There is a backlash against those not getting vaccinated, whatever their reasons and reasoning. This, too, is becoming increasingly strident in tone and radical in its recommendations. While I want to encourage everyone who can to get inoculated, individuals should have the right to choose. Mandating compulsory vaccinations is a dangerous attack on civil liberties. The threats to fire workers who refuse to get the shot only serve to boost support for the theory that the pandemic is just a tool for political control.
I prefer a system of encouragement. KAN 11’s ace economic reporter Shaul Amsterdamski, for example, declared it to be the right time to hand out an economic stimulus – but it should be given only to those who have been vaccinated.

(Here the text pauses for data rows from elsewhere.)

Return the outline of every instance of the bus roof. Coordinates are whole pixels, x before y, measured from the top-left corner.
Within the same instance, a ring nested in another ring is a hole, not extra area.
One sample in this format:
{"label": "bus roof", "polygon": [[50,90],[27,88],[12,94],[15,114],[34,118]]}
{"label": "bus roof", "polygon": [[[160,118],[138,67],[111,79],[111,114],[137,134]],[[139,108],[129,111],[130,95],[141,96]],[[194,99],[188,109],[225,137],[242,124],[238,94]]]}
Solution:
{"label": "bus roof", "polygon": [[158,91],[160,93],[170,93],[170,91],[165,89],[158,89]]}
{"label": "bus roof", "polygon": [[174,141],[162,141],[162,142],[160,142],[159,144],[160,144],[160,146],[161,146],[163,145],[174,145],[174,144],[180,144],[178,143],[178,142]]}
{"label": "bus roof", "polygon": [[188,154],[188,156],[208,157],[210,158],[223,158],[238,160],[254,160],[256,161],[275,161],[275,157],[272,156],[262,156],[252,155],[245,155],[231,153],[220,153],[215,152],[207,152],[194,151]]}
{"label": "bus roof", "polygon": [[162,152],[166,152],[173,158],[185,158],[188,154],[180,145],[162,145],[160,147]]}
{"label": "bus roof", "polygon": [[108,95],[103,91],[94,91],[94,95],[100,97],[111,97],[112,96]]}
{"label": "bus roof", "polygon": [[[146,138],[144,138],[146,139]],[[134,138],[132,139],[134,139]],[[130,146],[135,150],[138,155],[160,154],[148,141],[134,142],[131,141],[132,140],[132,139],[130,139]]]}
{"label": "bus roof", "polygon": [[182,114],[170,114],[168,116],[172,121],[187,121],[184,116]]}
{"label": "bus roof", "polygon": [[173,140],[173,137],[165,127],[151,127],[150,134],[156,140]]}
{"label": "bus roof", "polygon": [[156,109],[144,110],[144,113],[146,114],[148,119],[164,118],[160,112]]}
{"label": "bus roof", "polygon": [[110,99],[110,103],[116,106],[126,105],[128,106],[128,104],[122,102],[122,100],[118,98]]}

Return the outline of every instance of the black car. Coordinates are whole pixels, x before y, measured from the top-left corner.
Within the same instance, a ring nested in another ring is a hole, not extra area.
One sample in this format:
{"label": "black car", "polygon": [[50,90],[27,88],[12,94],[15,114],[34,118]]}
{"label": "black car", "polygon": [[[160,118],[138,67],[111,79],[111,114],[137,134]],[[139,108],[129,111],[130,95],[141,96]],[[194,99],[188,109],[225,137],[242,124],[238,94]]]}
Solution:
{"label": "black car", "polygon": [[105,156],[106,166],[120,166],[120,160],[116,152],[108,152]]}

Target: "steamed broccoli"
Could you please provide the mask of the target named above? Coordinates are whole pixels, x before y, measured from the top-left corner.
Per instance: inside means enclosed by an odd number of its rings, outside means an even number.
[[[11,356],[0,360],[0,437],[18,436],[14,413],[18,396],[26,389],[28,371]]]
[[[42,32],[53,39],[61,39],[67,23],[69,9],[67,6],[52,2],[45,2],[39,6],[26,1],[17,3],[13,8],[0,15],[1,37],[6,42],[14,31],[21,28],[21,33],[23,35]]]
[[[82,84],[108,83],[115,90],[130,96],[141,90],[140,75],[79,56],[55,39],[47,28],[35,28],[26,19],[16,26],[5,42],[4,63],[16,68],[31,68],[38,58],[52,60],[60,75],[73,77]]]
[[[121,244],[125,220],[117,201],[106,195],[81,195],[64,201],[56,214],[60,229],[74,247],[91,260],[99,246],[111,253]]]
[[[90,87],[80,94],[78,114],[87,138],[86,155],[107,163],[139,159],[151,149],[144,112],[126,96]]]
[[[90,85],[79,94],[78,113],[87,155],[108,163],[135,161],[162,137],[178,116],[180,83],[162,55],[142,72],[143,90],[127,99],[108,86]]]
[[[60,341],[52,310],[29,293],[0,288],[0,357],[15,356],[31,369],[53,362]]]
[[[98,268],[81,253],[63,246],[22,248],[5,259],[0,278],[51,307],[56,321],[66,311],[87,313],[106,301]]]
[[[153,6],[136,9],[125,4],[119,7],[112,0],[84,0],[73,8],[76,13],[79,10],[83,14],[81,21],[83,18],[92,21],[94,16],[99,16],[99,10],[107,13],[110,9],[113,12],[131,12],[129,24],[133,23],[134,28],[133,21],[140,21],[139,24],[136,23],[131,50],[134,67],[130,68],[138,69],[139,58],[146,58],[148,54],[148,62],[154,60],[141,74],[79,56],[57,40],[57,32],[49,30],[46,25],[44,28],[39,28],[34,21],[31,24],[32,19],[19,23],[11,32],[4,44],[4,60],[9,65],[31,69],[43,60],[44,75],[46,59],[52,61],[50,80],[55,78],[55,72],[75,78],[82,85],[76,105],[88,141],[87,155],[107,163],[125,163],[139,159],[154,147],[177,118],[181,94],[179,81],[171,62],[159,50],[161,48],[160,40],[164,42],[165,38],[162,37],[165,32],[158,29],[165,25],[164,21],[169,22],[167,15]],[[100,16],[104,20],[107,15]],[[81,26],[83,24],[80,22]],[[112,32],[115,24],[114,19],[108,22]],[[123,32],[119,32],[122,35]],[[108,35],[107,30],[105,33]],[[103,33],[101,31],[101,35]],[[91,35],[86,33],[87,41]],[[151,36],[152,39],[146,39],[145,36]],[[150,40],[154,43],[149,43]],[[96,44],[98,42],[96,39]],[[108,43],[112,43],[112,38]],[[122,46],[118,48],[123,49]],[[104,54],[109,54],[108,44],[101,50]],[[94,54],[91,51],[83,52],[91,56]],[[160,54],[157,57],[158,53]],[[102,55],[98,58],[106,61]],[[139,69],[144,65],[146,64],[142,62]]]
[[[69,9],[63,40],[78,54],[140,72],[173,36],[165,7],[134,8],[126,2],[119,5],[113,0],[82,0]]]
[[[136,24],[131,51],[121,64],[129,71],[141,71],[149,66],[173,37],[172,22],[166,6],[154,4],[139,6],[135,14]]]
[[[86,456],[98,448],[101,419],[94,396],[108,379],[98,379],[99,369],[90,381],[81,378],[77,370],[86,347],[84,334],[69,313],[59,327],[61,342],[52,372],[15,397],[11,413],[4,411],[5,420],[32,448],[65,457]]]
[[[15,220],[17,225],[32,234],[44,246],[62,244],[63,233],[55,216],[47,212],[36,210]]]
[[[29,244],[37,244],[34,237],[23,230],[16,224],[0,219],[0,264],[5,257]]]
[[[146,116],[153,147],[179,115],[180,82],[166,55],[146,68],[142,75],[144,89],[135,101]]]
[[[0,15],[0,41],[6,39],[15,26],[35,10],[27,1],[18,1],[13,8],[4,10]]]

The politicization of the vaccination campaign can also be attributed in part to Netanyahu’s many rivals who want to emphasize the prime minister’s failings in handling the health crisis, in the same way that Netanyahu wants the focus on the inoculation program (and ignore the faults). The infighting within the government was evident this week as the ministers failed to come up with a comprehensive strategy for lifting the third closure. 
This is particularly troubling as by now it should be clear to all that an exit strategy should be prepared when a lockdown goes into effect, not the night before it is meant to be lifted.
Unless ordinary people are informed of the regulations – and can follow the reasoning behind them – there will be a problem of non-compliance and a lack of faith in the system.
There was also some encouraging news this week. As The Jerusalem Post’s Maayan Hoffman reported, 29 out of 30 moderate-to-severe COVID-19 patients who were administered a treatment developed by Tel Aviv’s Sourasky Medical Center (Ichilov Hospital) as part of a Phase I trial recovered from the virus and were released within three to five days. The 30th patient also later recovered. There are other promising trials of different treatments being carried out elsewhere in the country.
I’m not sure that there is a cure for Bibi Derangement Syndrome so severe that sufferers prefer to trash vaccines rather than see them go to those who want them. But an Israeli treatment for COVID-19 just might cure another type of BDS – the anti-Israel boycott, divestment and sanctions movement. Both types of BDS go to show that obsessive hatred is not healthy.